Album Review

Sofia Gubaidulina “The Canticle of the Sun/Hommage to Marina Tsvetayeva” [Chandos] (cd)

cujo   7/5/2005   A Library

Two 1990s compositions by Russian-Tatar composer Sofia Gubaidulina

The Canticle of the Sun (36 minutes)
This 1997 work is based on St. Frances of Assisi’s nature-praising texts and features a curious lineup of 1 solo cellist, 3 percussionists, and one each of SATB. Things get to a slow but not uninteresting start with chimes and upward glissandos on the cello’s C-string heralding new verses, along with a theme which sounds like the beginning of the Back To The Future song. Pot comes to a boil at track 8 with full sound from only 7 performers, after which the cellist becomes percussionist (must be fun to watch live), ‘playing? the bass drum and a flexatone(!). The finale (track 12) is a heavenly meditation featuring wavering cello, triadic chorus, and my favorite, the celeste. For full effect, this should be played in its entirety.
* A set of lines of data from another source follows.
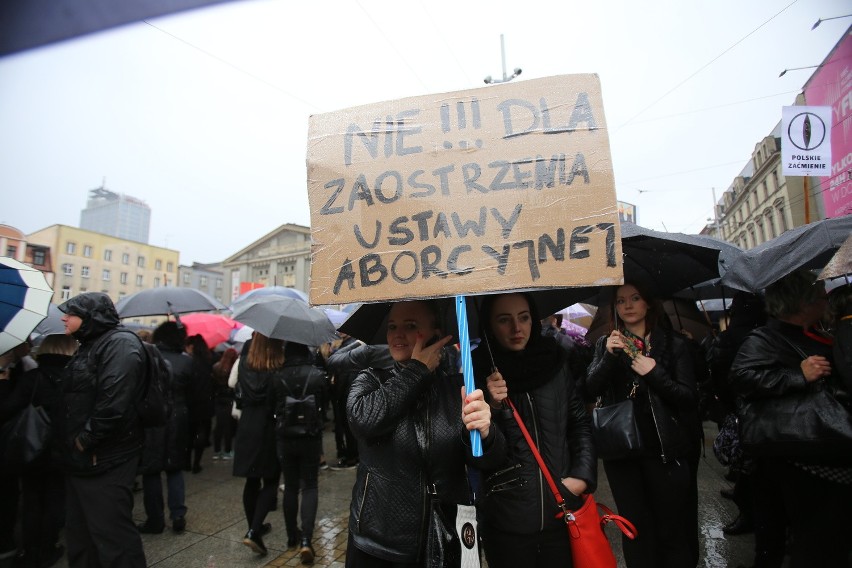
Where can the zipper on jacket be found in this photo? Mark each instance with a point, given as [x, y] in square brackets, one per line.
[541, 482]
[363, 500]
[657, 428]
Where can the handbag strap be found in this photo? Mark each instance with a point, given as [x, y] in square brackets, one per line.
[565, 513]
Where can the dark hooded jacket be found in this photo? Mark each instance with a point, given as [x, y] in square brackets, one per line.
[104, 383]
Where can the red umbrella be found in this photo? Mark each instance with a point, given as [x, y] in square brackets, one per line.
[214, 328]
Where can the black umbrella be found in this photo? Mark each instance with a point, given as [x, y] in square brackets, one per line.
[667, 262]
[806, 247]
[166, 300]
[286, 318]
[368, 322]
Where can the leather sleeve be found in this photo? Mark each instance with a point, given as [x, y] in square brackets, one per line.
[762, 370]
[677, 385]
[120, 372]
[375, 407]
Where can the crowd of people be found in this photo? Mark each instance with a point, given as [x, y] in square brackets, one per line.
[402, 417]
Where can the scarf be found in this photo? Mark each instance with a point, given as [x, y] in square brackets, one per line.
[523, 370]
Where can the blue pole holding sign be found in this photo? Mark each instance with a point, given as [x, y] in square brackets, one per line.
[467, 366]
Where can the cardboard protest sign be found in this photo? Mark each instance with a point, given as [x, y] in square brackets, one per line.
[507, 187]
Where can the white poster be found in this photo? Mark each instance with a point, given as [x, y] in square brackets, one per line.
[806, 141]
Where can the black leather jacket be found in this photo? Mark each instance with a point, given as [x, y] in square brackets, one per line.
[386, 407]
[666, 398]
[517, 497]
[104, 382]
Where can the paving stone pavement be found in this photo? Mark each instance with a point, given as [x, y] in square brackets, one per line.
[215, 524]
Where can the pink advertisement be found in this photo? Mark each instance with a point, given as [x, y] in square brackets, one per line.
[831, 85]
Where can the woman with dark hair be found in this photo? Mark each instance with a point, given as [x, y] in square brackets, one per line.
[165, 448]
[785, 359]
[412, 424]
[43, 484]
[300, 445]
[255, 455]
[223, 400]
[200, 401]
[643, 360]
[515, 361]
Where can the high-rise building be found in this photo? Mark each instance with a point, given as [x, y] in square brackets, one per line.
[117, 215]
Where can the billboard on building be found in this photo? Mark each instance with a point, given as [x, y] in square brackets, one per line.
[831, 85]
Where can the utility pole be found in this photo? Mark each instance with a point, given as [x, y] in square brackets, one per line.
[506, 78]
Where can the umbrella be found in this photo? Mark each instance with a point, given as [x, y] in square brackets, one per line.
[369, 321]
[806, 247]
[840, 263]
[214, 328]
[287, 319]
[165, 301]
[281, 291]
[24, 300]
[667, 262]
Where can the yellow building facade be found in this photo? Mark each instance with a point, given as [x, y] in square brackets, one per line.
[85, 261]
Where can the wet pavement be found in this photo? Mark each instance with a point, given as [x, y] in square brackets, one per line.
[215, 524]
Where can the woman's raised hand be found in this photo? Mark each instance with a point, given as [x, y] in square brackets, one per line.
[476, 414]
[431, 354]
[497, 388]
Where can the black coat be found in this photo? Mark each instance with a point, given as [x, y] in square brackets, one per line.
[667, 397]
[105, 381]
[165, 447]
[255, 452]
[517, 497]
[387, 516]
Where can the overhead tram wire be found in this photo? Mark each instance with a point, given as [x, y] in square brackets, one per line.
[703, 67]
[235, 67]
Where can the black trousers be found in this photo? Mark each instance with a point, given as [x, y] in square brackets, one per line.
[659, 499]
[539, 550]
[99, 531]
[299, 459]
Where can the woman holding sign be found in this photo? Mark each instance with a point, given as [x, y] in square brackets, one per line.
[514, 361]
[656, 489]
[411, 422]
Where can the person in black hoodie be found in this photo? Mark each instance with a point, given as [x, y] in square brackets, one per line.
[102, 435]
[300, 446]
[515, 361]
[43, 485]
[644, 360]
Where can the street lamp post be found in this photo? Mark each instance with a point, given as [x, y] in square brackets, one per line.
[506, 78]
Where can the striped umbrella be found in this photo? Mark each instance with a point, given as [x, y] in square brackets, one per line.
[24, 298]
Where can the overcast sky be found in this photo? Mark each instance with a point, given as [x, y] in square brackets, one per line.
[204, 115]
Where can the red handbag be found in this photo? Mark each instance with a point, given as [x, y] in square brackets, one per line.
[589, 545]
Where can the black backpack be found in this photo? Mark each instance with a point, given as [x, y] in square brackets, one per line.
[154, 406]
[298, 417]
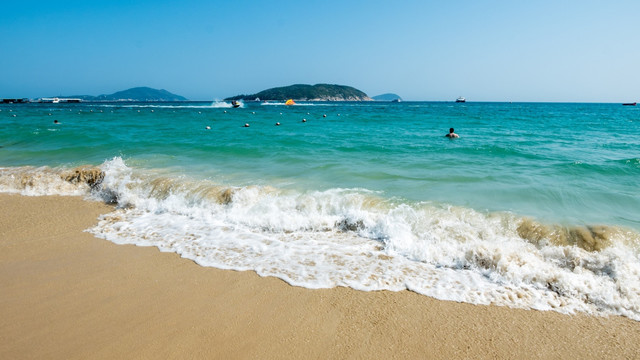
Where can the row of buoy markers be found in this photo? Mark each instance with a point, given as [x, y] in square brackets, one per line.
[247, 124]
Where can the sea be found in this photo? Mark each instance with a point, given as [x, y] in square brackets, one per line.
[534, 206]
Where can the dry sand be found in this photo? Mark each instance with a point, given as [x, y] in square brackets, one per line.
[65, 294]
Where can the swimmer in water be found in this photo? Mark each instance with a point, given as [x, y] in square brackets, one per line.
[451, 134]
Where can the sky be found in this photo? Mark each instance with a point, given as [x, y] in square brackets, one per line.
[557, 51]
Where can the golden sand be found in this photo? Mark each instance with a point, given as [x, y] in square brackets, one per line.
[65, 294]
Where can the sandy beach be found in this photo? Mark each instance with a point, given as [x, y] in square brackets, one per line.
[65, 294]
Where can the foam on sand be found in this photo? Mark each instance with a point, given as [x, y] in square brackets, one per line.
[359, 239]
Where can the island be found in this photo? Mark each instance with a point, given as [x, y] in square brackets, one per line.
[133, 94]
[303, 92]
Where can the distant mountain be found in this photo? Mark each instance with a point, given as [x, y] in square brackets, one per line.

Hommage – Marina Tsvetayeva
This is a bleak a capella choral work based on the poetry of Marina Tsvetayeva, who ended her miserable Russian life (made all the worse by WWII and exposed adulteries) in 1941. The gravitas weighs heavy, aided by well-timed silences, sung sighs, and some striking staggered entrances by various members of the Danish National Choir. This also should be played in its entirety, but try the 5th movement alone if you must save time.